Hace unos días, en los aledaños de Teruel, un hombre que conducía un camión frigorífico escuchó ruidos en la cabina. Al comprobar que la cinta del precinto estaba rota, avisó a la Guardia Civil. Abierta la cabina, resultó que en su interior viajaba una familia de seis miembros: el matrimonio y cuatro hijos de entre seis y doce años. En el momento de escribir estas líneas se ignora si se trataba de refugiados sirios o afganos. En cualquier caso, estamos hablando de una familia como la de usted o la mía cuyas penalidades, antes de llegar al camión frigorífico, no podemos ni imaginar. Si nos da pereza ir el sábado por la tarde con nuestros niños al centro comercial para que no nos den la lata durante un par de horas, imaginen lo que supone recorrer miles de kilómetros, salvar decenas de obstáculos, esquivar balas, pasar hambre y frío con cuatro críos de esas edades de la mano.

Esta familia habría tenido seguramente un salón-comedor con tele y con sofá en su lugar de origen. Cómo, desde ese sofá, llegaron al interior de una nevera que circulaba cerca de Teruel es un misterio.

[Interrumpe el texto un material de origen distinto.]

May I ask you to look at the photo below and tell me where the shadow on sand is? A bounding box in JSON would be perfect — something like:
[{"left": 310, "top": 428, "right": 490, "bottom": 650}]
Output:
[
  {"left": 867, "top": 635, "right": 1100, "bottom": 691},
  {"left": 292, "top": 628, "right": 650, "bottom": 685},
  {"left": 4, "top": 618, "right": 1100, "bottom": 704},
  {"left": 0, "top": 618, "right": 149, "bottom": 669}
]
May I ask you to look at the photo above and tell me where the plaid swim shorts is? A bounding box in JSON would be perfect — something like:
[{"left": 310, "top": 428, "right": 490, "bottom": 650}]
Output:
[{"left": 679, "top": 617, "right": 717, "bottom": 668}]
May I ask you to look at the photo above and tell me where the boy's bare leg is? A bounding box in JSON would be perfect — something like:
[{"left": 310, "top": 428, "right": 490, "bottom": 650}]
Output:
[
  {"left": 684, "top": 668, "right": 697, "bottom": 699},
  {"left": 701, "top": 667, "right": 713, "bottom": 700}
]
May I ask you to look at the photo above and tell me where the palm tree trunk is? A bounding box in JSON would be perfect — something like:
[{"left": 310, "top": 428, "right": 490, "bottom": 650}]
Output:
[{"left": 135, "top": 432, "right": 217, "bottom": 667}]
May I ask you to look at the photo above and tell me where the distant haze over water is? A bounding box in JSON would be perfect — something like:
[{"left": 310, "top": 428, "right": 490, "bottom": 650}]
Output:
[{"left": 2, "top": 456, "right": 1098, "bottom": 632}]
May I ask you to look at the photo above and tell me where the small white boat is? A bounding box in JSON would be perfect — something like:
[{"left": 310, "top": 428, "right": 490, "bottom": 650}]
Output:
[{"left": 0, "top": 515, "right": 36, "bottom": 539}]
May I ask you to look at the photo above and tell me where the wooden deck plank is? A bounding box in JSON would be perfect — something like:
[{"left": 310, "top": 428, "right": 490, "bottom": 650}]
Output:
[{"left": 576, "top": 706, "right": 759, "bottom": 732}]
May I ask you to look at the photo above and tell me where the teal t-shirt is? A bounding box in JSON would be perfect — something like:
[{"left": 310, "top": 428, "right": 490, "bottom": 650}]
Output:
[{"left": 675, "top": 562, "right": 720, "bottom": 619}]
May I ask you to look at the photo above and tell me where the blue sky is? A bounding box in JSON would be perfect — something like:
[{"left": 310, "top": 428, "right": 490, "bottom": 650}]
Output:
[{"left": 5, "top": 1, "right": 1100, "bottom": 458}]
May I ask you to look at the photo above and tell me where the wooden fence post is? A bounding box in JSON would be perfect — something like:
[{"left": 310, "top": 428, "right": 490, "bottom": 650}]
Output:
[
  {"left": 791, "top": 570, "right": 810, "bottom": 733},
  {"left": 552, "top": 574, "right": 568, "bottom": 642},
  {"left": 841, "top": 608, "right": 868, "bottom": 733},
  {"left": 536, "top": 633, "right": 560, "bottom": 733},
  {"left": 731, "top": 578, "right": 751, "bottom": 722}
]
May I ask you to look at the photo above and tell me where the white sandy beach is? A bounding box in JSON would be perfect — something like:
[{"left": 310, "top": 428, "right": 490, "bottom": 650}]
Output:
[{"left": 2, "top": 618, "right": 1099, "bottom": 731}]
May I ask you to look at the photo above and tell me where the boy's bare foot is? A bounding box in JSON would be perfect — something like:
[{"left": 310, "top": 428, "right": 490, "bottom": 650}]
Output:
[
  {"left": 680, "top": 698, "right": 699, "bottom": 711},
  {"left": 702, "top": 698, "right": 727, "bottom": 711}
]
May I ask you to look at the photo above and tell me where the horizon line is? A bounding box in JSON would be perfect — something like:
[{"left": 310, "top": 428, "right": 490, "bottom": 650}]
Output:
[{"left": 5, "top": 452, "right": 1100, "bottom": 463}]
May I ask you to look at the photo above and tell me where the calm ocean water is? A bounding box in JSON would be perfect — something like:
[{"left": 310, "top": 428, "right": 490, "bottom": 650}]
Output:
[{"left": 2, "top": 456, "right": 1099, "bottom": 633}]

Tal vez tuvieron que pagar a las mafias que planifican estos viajes alucinantes. Quizá lo hicieron por su cuenta, tantos kilómetros a pie, tantos en autobús, tantos en coche, no hay modo de saberlo. Pero sí podemos hacernos cargo del sufrimiento de los adultos y los niños. Podemos suponer que hasta llegar al área de servicio de la A-23, donde fueron descubiertos, tuvieron que pasar días terroríficos y noches infernales. Si les suponemos la misma organización sentimental que nos constituye, tendremos que añadir a las penalidades físicas las de orden moral, quizá más insufribles.

Pero la noticia es escueta: al abrir la puerta de un camión frigorífico, la Guardia Civil halló en su interior una familia de seis miembros. Tal como está el mundo, nosotros mismos podemos dar con un hallazgo semejante al abrir el armario empotrado de nuestro dormitorio. Tal vez, algunos de esos contenedores que se apilan a miles en nuestros puertos llevan en su interior, en vez de muebles u hortalizas, familias horrorizadas que huyen del hambre y de las bombas. ¿Quién da respuesta a ese gulag disperso que se abre ante nuestra mirada? De momento, nadie. Nadie, nadie. Nadie.